Making talent development and retention especially valuable and pertinent information is today’s ultra-competitive job market, which McSwain says is tight. “It’s not easy to recruit, so you’d rather develop someone in your business that you’ve already committed to and has history with your company.”
The same can be said on the installation side as NFA members, like many others in the flooring industry, are feeling the impact of the shortage of qualified installers in one way or another.
Discussions among members like Eric Mondragon of Salt Lake City-based RC Willey Home Furnishings, indicated that not only is finding qualified installers and installation crews a challenge, retaining them with pay and enough work to keep them busy is proving to be an ongoing challenge as well. Mondragon says the lack of qualified installers is especially being felt when it comes to costly tile installations, as the tile segment of RC Willey Home Furnishings’ flooring division continues to lose market share to the luxury vinyl tile category.
Today’s political climate is also to blame for irregularities in business for some NFA members as the impact of things like immigration laws, tariffs and the longest U.S. government shutdown to date are being felt throughout various regions.
“The government shutdown impacted us temporarily,” said Jeff Sproles of The L& L Company. “It slowed things down. When people see indecision in the market, it creates indecision on major purchases. It has a collateral effect.”
On the bright side, NFA members say business is good overall and as they look to the remainder of 2019, they are staying positive and realistic.

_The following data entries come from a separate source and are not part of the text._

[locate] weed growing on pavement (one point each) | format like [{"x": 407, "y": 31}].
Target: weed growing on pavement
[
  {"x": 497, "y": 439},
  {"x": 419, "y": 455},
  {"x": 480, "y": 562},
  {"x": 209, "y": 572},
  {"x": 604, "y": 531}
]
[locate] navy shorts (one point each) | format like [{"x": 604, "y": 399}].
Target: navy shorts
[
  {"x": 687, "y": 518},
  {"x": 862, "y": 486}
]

“We expect to be up a little bit this year,” said Sproles. “We have controlled growth plans to keep it manageable and control our costs as a company. We’re not trying to explode and grow quickly.”

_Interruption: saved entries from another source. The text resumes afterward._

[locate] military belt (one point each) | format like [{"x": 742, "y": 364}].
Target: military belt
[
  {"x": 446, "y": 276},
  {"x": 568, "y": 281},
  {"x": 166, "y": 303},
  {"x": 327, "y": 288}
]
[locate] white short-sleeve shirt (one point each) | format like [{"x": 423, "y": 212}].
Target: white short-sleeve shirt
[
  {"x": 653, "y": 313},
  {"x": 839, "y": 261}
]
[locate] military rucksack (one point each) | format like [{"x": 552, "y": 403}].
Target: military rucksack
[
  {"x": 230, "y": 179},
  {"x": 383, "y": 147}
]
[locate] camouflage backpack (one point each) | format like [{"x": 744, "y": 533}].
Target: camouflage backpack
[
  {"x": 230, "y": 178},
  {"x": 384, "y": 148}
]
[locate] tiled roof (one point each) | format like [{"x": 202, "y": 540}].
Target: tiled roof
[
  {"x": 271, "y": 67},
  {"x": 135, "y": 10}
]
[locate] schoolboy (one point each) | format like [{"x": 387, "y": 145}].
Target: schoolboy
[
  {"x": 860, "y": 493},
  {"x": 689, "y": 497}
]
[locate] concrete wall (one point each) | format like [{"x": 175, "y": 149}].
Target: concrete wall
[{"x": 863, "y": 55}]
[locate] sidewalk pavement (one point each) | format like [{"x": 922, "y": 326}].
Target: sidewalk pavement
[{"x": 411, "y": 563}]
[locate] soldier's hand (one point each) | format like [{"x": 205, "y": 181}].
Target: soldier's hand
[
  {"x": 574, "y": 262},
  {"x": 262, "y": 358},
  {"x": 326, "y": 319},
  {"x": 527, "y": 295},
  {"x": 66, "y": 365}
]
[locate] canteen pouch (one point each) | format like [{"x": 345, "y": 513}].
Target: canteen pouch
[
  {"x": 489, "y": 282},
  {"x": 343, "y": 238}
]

With an unusually strong January, things are off to a good start for McSwain Flooring. “It’s tough to budget for January because of things like weather and ‘holiday hangovers’,” McSwain said. “Our goal is really just to get into March so that we can get on with a more predictable year.”
An added value of NFA membership is members’ ability to work directly with vendor partners to maximize digital, merchandising and product strategies.
“Most beneficial are the relationships that we have with vendors,” Sproles said. “We are making decisions at a very high level and dealing with people at a level where they can make decisions. Instead of working from the bottom up, there is a top-down approach as far as supply chain management sources, and you can find out what’s going on with companies early on.”
One example is supplier AHF Products. Just a little over 60 days old, AHF Products was established following American Industrial Partners’ acquisition of the Armstrong Flooring wood division. “We are excited, we’re energized and our whole focus is wood,” said Steve Staikos, general sales manager of national strategic accounts for AHF Products. “We think in an industry that has been overwhelmed by imitation products, we need someone that is going to stand up and talk about authenticity, talk about originality and talk about what people aspire to and what everyone is chasing, and that is real wood.”
AHF Products has hit the ground running, breathing new life into leading hardwood brands, to the benefit of specialty retailers. Specialty retailers including NFA members are being given exclusive access to two AHF Product lines: a refreshed Bruce hardwood and a revitalized Hartco brand.
As members look forward to coming together again in the fall, McSwain says the board will work with members who are exceling in a particular area of the business ahead of time to effectively and efficiently bring more beneficial information to the collective when it reconvenes in Nashville, Tenn.